The fact that the Daily Record is a newspaper publishing company is of no consequence in this case, and that also was stipulated during oral argument. The business transaction sought to be taxed does not even involve a newspaper; the transaction is between the merchant and a printer. For example, the merchant agrees to pay the printer $1,000 to print 10,000 advertising pieces consisting of four pages each. The printer prints them and is paid the $1,000. The question is whether the merchant is required to pay the printer the sales tax under § 144.020, and the printer required to collect it from the merchant.
There is no statute affording the foregoing transaction any exemption from the sales tax. The sale of a newspaper to a customer has been held to be not the sale of tangible personal property but rather a "service", and therefore not a sales taxable transaction. Furthermore, the sale of newsprint used in printing newspapers is an exempt transaction under § 144.030.3(7), RSMo 1978 (now § 144.030.2(8), RSMo Cum. Supp. 1981).
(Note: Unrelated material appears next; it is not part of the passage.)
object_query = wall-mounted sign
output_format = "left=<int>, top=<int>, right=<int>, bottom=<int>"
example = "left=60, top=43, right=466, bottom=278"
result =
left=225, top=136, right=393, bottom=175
In the previous example if the merchant receives his 10,000 advertising pieces and distributes them or uses them in his store, the transaction is admittedly subject to the sales tax. But, if the merchant has the advertising pieces delivered to a newspaper to be sold with the paper, then the transaction between the merchant and the printer becomes nontaxable even though the newspaper is not a party to that transaction at all. Of course, the merchant will pay the newspaper for carrying his advertising, but that is not the transaction involved in this case.
I believe the Administrative Hearing Commission's order was correct and should be affirmed. The commission's relevant finding and conclusion are set forth on page 350 of the principal opinion. That determination exempts the value of the newsprint from the taxable sale because newsprint used in newspapers is specifically exempt from sales tax, but it requires the tax to be paid on the remaining sum due from the merchant to the printer. The taxable event was the sale between the merchant and the printer; there is no statutory exemption for that transaction. I would affirm the decision of the commission.